How do I simulate In-Fusion® cloning in Snapgene?
In-Fusion® is a registered trademark of Takara Bio Inc, USA.
See the Takara website for more information about In-Fusion® cloning – https://www.takarabio.com/products/cloning/in-fusion-cloning.
To see a video on simulating In-Fusion® cloning in SnapGene see this link.
In this lesson we will insert a coding sequence region (CDS, excluding signal peptide and stop codon) into plasmid pET-26b(+) linearized with XhoI and NcoI. The xynB CDS will be positioned so that it is in-frame with the vector-based N-terminal PelB leader sequence and in-frame with the vector-based C-terminal HIS-tag.
Open the Vector Sequence
Import or open the plasmid vector sequence that will be used for In-Fusion cloning.
In Map view, or Sequence view, set the region for replacement by one of the following methods:
- Click within the sequence to select the insertion point, or
- Select a specific region that will be replaced by the insert, or
- Click on an enzyme site to select it as the insertion point, or
- Select a restriction fragment that will be replaced by the insert.

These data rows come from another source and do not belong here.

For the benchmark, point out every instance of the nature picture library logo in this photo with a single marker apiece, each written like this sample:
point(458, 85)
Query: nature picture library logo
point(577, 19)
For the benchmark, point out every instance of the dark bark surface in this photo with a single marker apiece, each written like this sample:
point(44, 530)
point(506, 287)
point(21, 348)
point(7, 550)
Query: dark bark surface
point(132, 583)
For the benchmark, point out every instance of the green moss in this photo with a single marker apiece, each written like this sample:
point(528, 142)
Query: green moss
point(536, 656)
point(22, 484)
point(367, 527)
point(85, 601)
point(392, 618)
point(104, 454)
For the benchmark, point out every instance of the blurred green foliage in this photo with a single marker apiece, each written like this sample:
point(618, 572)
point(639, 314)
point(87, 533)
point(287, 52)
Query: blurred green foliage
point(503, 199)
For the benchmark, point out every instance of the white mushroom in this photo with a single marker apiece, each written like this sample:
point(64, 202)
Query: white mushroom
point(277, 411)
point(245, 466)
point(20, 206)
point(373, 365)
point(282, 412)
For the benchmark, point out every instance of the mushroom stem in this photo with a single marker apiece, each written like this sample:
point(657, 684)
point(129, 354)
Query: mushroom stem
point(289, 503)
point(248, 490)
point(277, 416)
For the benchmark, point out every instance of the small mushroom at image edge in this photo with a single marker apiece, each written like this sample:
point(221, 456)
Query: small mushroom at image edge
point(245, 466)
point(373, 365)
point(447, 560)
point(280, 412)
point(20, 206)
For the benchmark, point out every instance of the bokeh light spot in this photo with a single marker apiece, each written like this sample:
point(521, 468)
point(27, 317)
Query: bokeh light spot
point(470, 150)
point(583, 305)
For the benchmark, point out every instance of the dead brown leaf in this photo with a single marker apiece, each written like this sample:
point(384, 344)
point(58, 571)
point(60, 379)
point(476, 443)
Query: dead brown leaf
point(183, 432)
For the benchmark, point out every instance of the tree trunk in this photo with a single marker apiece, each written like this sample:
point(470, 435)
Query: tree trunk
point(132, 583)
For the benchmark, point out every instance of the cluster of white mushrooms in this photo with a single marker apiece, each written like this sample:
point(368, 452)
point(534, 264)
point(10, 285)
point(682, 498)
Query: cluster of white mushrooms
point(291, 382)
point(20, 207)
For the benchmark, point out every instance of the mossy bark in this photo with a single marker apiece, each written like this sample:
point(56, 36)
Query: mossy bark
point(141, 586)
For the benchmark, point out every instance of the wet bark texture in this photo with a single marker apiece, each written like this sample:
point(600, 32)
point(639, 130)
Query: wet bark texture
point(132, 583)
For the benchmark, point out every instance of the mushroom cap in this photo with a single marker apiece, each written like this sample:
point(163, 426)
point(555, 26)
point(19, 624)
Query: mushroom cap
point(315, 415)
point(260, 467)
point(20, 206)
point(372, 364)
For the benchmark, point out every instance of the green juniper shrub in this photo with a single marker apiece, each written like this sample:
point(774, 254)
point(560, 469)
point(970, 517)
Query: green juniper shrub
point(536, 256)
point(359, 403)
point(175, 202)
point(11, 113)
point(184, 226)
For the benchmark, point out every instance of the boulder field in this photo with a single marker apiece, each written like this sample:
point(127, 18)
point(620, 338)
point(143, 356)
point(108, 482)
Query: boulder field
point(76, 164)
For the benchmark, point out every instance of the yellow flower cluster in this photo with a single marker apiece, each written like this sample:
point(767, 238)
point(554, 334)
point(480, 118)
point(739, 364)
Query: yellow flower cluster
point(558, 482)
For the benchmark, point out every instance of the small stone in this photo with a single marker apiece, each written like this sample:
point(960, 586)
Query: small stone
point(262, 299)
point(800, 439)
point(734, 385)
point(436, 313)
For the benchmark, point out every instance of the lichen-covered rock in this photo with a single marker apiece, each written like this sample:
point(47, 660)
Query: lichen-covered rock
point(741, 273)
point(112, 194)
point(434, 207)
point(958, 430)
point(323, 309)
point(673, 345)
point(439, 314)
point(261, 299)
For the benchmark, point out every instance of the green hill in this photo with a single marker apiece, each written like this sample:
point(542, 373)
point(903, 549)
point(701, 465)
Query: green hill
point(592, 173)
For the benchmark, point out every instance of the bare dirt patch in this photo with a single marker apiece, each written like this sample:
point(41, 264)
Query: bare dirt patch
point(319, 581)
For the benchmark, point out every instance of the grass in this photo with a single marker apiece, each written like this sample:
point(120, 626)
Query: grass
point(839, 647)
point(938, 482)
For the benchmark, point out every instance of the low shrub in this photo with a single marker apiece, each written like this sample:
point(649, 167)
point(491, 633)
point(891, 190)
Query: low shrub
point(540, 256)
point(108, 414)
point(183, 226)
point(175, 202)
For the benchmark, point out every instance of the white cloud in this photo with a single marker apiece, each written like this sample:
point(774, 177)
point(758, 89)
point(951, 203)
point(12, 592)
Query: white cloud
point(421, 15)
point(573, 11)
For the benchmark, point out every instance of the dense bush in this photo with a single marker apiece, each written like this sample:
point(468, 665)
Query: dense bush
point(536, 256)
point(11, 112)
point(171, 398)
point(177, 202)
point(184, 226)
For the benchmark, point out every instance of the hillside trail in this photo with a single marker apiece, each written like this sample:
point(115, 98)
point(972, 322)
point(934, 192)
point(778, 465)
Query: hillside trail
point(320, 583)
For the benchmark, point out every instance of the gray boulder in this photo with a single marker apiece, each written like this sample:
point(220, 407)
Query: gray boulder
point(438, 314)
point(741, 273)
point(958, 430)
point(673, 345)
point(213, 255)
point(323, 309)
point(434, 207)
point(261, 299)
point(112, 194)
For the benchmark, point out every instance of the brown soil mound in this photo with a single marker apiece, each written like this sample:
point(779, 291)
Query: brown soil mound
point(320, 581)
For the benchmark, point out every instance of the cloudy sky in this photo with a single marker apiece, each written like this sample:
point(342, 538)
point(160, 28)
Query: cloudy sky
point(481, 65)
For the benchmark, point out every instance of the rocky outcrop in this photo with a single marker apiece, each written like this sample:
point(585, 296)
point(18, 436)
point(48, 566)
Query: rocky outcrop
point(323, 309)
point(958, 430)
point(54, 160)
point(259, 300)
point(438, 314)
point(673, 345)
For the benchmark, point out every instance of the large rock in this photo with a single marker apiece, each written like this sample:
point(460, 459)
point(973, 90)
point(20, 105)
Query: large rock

To select a restriction fragment for replacement, click on the first restriction site, then shift click on the second restriction site. Alternatively, click on the first site then drag to the second site.
Start the In-Fusion® Cloning Tool
When starting the In-Fusion® Cloning tool, the site or DNA sequence selection in the foremost window will be automatically set as the vector region for insertion/replacement by In-Fusion® Cloning.
If a vector sequence is not open when you start the In-Fusion® cloning tool then you can choose and define the vector in the Vector tab.
Click Actions → In-Fusion® Cloning → Insert Fragment.
The In-Fusion® tool opens showing the "Vector" tab and the option to "Linearize with restriction enzymes" automatically selected and the appropriate enzyme fragment for replacement selected.
If you want to use a different vector then click the "Vector:" dropdown to chose a new file, then set the "region for replacement".
If required, set the vector orientation using the "Orientation of Vector" buttons.
Specify the Insert Fragment Source Sequence
Switch to the "Fragment" tab.
There are a number of ways to specify the fragment source sequence, you can use any one of the following methods:
- Click the dropdown to set the "Source of fragment", or
- Click the "Click here" link to browse and set the "Source of Fragment".
- Drag and drop a sequence file into the Fragment panel.
- Copy a sequence from any compatible source file and paste to import it as the fragment source.
Define the Insert Region
In Map or Sequence view, select the region of the fragment sequence to be inserted into the vector.
In this example we manually define the insert region, starting at the boundary with the XynB signal peptide and excluding the xynB stop codon to allow fusion of the CDS to a vector-based C-terminal HIS-tag.
Switch to Sequence view, locate the start of the insert and click to set the cursor to the start position, then scroll and shift click to set the end position.
Design Primers to Amplify the Insert Fragment
In this example we will regenerate the vector-based XhoI and NcoI restriction sites so that they can be retained and used in future experiments.
Switch to the Product tab and click Choose Overlapping PCR Primers.
Set the desired Target Tm for the primers and the desired overlap length.
Check the boxes to retain the restriction sites.
Click Choose Primers to design new PCR primers.
Validate the Vector/Insert Fusion Points
In the Product tab, switch to Sequence view and view adjacent CDS features at the fusion points to confirm if they are in frame.
In this example we observe that the vector-based pelB signal sequence is not in-frame with the fragment-based xynB CDS.
To create an in-frame fusion, addition of two further nucleotides between the regenerated NcoI site and the xynB CDS is required. To do this we will extend the insert fragment at the 5' end by 2 nucleotides, and redesign the primers.
Switch back to the Fragment tab, in Sequence view, add two nucleotides to the 5' end of the insert portion of the primer.
In this example the vector-base G is combined with the additional nucleotides "ct" to add an Alanine (GCT codon) between the vector-based pelB and the xynB CDS.
Switch to the Product tab, Sequence view and confirm the in-frame fusion has been created, and the NcoI site has been regenerated.
Scroll to the end of the insert fragment and confirm the C-terminal fusion, and the XhoI site has been regenerated.
The xynB CDS is observed to be in-frame with the vector-based 6-HIS tag, so no additions to the primer are required.
Name the New Primers and Create the Product Sequence
Switch to the Fragment tab.
Enter appropriate names for the two new primers.
Enter an appropriate name for the product.
Click Clone to create the new In-Fusion product sequence.
Click File → Save to save the Product sequence to an appropriate location on your computer.
View History
View the newly created product file, switch to History view to see all steps simulated during the In-Fusion cloning procedure.
To show History colors highlighting the insertion, click the Gibson Assembly operation name.
Order the PCR primers
See Export Primers for details on how to order the new primer sequences.